Now substitute \( x = \dfrac{2}{3} \) into the constraint to find \( L \):
\[ L = 4 - 4 \cdot \dfrac{2}{3} = \dfrac{4}{3} \text{ meters} \]
Final Answer:
The box has square ends of side \( \dfrac{2}{3} \) meters and length \( \dfrac{4}{3} \) meters, which gives the maximum volume of \( \dfrac{16}{27} \text{ m}^3 \).
The total cost, including manufacture, packaging, and distribution, of an electronic calculator is $21. If the machine sells at a price of \( x \) dollars each, the number \( n \) of machines sold is given by:
\[ n(x) = \dfrac{200}{x - 21} + 10(50 - x) \]
Let \( R_t \) be the total revenue from selling \( n \) calculators: \[ R_t = n \cdot x \]
Let \( C_t \) be the total cost of manufacturing, packaging, and distribution: \[ C_t = 21 \cdot n \]
Then, the profit function is: \[ P(x) = R_t - C_t = n(x - 21) \]
Substitute the expression for \( n \): \[ P(x) = \left( \dfrac{200}{x - 21} + 10(50 - x) \right)(x - 21) \]
Simplify: \[ P(x) = 200 + 10(50 - x)(x - 21) \] \[ P(x) = -10x^2 + 710x - 10300 \]
Domain of the profit function:
Since the selling price must be greater than the cost price, we take
\[
x > 21
\]
and there is no strict upper bound, so the domain is
\[
x \in (21, \infty)
\]
Differentiate \( P(x) \) with respect to \( x \): \[ P'(x) = -20x + 710 \]
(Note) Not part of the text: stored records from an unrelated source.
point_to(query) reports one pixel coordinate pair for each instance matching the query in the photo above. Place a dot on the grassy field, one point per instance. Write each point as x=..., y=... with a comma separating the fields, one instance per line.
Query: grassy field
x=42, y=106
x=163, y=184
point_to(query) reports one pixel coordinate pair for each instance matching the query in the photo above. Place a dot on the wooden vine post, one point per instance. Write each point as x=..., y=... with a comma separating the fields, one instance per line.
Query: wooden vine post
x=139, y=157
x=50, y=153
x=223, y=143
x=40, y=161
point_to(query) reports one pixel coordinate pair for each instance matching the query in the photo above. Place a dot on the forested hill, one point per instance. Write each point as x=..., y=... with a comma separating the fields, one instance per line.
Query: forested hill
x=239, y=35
Set the derivative equal to zero: \[ -20x + 710 = 0 \quad \Rightarrow \quad x = 35.5 \]
Find the second derivative: \[ P''(x) = -20 \] Since \( P''(x) \lt 0 \), the graph is concave down, confirming that the profit has a maximum at: \[ x = 35.5 \]
The selling price that maximizes the profit is: \[ \boxed{x = 35.5 \text{ dollars}} \]
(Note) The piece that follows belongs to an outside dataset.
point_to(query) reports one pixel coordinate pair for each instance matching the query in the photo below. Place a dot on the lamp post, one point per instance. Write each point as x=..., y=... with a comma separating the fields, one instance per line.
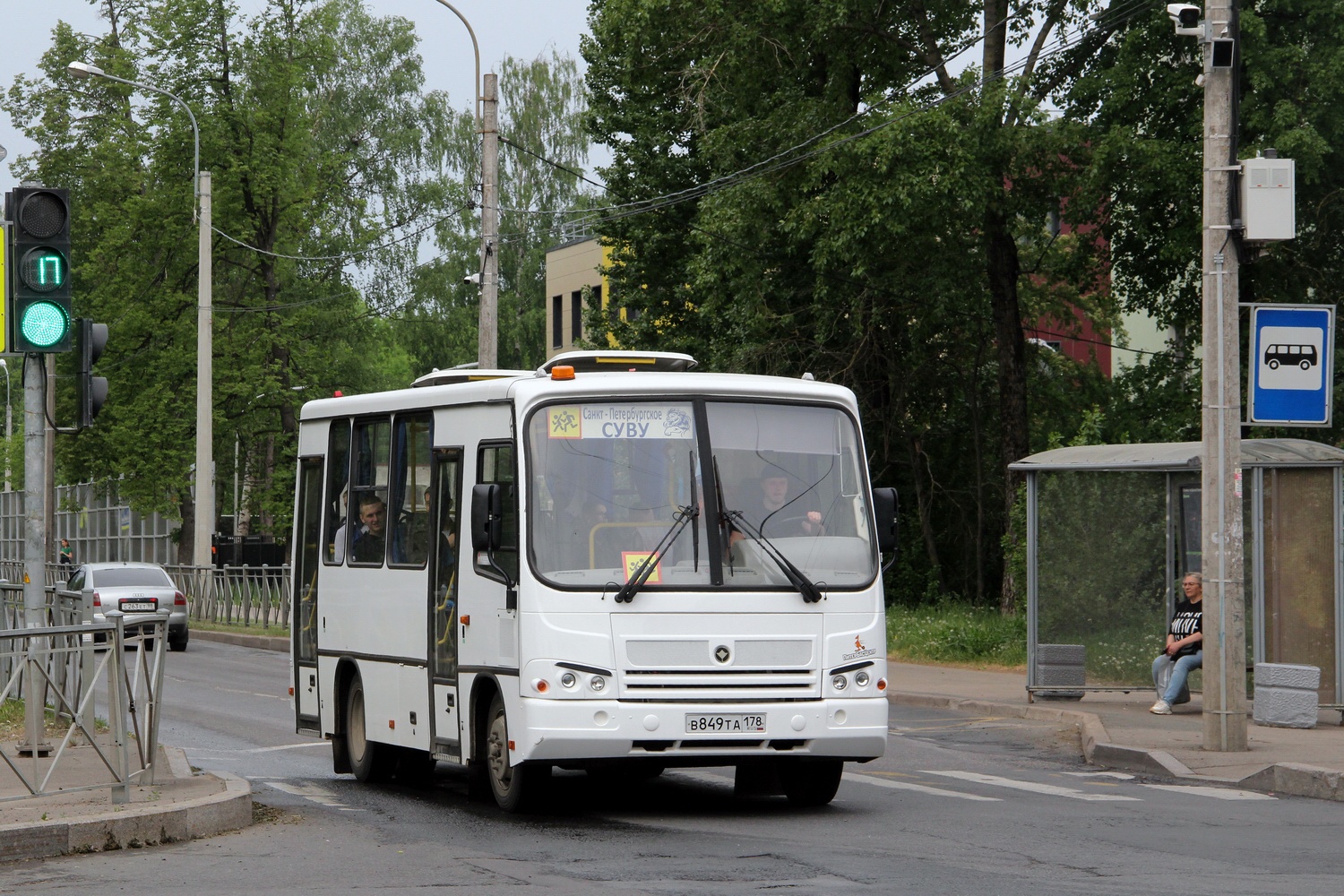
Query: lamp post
x=487, y=93
x=204, y=323
x=8, y=419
We want to find the dimensions of the rectangle with the largest area that can be inscribed under the curve \[ y = \dfrac{1}{x^2 + 1} \] and above the x-axis.
Let \(x\) be half the base length of the rectangle. The top-right vertex of the rectangle lies on the curve, so its y-coordinate is \[ y = \dfrac{1}{x^2 + 1}. \]
The area of the rectangle is therefore: \[ A(x) = 2x \cdot \dfrac{1}{x^2 + 1}. \]
The domain of \(A(x)\) is: \[ x \in [0, \infty). \]
Differentiate \(A(x)\): \[ A'(x) = \dfrac{2(x^2 + 1) - 4x^2}{(x^2+1)^2} = \dfrac{2(1 - x^2)}{(x^2+1)^2}. \]
Set derivative equal to zero: \[ 1 - x^2 = 0 \quad \Rightarrow \quad x = \pm 1. \] Since \(x \geq 0\), we take \(x = 1\).
Compute the second derivative: \[ A''(x) = -\dfrac{4x(-x^2+3)}{(x^2+1)^3}. \] At \(x = 1\): \[ A''(1) = -1 \lt 0, \] so the function is concave down, confirming a maximum.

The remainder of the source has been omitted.